Under Feinstein’s leadership, the intelligence committee conducted a wide-ranging, five-year investigation into CIA interrogation techniques during President George W. Bush’s administration, including waterboarding of terrorism suspects at secret overseas prisons. The resulting 6,300-page “torture report” concluded among other things that waterboarding and other “enhanced interrogation techniques” did not provide key evidence in the hunt for bin Laden. A 525-page executive summary was released in late 2014, but the rest of the report has remained classified.

The Senate investigation was full of intrigue at the time, including documents that mysteriously disappeared and accusations traded between the Senate and the CIA that the other was stealing information. The drama was captured in a 2019 movie about the investigation called “The Report,” and actor Annette Bening was nominated for a Golden Globe for her portrayal of Feinstein.

Feinstein closed out confirmation hearings for Justice Amy Coney Barrett with an embrace of Senate Judiciary Committee Chair Lindsey Graham, R-S.C., and a public thanks to him for a job well done. “This has been one of the best set of hearings that I’ve participated in,” Feinstein said at the end of the hearing.

Liberal advocacy groups that had fiercely opposed Barrett’s nomination to replace the late liberal icon Justice Ruth Bader Ginsburg were furious and called for her to step down from the committee leadership.

A month later, Feinstein announced she would remain on the committee but step down as the top Democrat. The senator, then 87 years old, did not say why. In a statement, she said she would “continue to do my utmost to bring about positive change in the coming years.”

Feinstein was born on June 22, 1933. Her father, Leon Goldman, was a prominent surgeon and medical school professor in San Francisco, but her mother was an abusive woman with a violent temper that was often directed at Feinstein and her two younger sisters.

Feinstein graduated from Stanford University in 1955, with a bachelor’s degree in history. She married young and was a divorced single mother of her daughter, Katherine, in 1960, at a time when such a status was still unusual.

In 1961, Feinstein was appointed by then-Gov. Pat Brown to the women’s parole board, on which she served before running for the San Francisco Board of Supervisors.

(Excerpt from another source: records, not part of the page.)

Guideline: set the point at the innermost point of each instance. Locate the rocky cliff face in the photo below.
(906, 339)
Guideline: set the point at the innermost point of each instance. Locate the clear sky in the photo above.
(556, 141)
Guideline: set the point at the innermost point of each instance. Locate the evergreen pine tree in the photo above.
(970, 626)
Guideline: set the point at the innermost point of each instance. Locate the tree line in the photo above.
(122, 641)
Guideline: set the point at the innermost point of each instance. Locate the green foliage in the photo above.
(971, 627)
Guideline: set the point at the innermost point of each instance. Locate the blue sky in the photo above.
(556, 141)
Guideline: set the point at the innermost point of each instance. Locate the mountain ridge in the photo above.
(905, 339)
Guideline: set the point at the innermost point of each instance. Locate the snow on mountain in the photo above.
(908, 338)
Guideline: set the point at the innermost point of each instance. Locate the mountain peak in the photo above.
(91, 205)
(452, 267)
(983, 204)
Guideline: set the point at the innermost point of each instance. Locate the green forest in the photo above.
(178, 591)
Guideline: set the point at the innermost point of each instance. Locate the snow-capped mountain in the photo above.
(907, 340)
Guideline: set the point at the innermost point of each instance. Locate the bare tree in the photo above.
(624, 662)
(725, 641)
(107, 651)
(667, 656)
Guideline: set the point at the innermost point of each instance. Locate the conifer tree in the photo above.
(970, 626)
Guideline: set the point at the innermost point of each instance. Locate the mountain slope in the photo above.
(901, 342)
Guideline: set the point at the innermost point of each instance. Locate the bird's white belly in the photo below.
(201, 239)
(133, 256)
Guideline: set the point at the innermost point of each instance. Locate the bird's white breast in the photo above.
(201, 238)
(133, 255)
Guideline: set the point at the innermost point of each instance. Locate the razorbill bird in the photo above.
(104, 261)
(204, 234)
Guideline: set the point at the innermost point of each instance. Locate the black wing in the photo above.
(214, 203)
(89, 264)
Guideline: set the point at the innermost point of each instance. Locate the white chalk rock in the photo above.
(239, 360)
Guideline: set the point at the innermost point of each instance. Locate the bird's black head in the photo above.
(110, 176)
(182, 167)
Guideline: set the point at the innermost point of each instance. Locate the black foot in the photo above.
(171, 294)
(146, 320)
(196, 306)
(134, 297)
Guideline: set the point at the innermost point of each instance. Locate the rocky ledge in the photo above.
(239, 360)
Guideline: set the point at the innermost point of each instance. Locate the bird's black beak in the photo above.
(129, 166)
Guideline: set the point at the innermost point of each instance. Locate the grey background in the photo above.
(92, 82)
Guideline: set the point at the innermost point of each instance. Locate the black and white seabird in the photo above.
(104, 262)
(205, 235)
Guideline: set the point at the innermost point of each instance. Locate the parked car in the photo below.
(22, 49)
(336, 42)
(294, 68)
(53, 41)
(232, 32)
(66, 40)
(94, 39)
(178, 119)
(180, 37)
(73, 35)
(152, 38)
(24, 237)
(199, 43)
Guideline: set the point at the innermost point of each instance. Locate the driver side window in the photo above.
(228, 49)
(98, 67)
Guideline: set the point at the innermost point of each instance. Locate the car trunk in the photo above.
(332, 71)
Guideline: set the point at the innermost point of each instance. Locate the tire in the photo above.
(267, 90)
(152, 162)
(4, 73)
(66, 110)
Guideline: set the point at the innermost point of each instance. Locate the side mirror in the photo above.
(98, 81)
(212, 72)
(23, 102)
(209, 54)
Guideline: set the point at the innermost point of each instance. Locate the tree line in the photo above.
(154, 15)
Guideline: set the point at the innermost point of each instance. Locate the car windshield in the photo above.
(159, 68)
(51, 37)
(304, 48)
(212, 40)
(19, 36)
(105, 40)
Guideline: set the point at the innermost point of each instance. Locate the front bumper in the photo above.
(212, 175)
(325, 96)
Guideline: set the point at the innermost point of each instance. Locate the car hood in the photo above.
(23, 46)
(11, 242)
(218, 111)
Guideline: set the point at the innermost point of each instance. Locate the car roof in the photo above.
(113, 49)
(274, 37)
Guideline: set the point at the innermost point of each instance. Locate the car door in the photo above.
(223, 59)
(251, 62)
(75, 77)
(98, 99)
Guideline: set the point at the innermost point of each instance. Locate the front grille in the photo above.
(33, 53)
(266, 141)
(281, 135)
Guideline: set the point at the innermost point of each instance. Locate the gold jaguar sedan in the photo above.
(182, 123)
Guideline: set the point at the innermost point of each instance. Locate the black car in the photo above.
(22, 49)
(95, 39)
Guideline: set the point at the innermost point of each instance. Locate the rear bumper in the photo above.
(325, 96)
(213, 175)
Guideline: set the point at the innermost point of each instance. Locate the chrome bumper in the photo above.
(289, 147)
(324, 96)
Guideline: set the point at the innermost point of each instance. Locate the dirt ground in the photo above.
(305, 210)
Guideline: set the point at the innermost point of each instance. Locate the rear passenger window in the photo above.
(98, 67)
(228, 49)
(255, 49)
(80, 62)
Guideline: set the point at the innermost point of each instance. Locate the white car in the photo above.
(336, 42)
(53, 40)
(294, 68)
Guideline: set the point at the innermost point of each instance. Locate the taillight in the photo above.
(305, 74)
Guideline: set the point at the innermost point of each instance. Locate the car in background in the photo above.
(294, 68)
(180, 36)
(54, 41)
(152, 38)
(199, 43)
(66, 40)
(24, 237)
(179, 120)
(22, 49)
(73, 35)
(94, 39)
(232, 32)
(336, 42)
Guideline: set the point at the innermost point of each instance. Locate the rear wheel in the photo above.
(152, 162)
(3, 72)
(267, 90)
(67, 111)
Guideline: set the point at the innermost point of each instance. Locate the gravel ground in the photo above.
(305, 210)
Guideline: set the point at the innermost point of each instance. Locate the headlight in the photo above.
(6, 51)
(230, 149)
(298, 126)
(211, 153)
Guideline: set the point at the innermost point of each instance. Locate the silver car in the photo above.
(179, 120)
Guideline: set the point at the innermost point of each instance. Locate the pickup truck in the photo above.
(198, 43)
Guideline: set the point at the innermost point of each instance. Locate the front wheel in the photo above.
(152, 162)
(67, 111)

Typical of the era, much of the early coverage of her entrance into public life focused on her appearance, and she was invariably described as stunning, tall, slender and raven-haired.

Feinstein’s second husband, Bert Feinstein, was 19 years older than she, but she described the marriage as “a 10″ and kept his name even after his death from cancer in 1978. In 1980, she married investment banker Richard Blum, and thanks to his wealth, she was one of the richest members of the Senate. He died in February 2022.

In addition to her daughter, Feinstein has a granddaughter, Eileen, and three stepchildren.

“She was one of the most effective legislators in recent memory because of her willingness to work across the aisle in good faith in order to solve complex problems,” said Sen. Thom Tillis (R-N.C.), who served with her on the Judiciary Committee.

Feinstein was also a renowned proponent of gun safety legislation. As fellow advocate Sen. Chris Murphy (D-Conn.) said on Friday morning: “For a long time, between 1994 and the tragedy in Newtown in 2012, Dianne was often a lonely but unwavering voice on the issue of gun violence.”

Three California House Democrats — Reps. Adam Schiff, Katie Porter and Barbara Lee — are all running for the full six-year term in the 2024 election. Feinstein’s interim replacement will serve through next year, and Gavin Newsom’s selection is a fraught choice that’s certain to alienate people.

Her death, confirmed by two people with knowledge of the situation, brings Senate Democrats’ functional majority to 50 votes, with Republicans holding 49 votes. Two other Democratic senators tested positive for Covid this week — and the majority of the caucus is calling on indicted Sen. Robert Menendez (D-N.J.) to resign.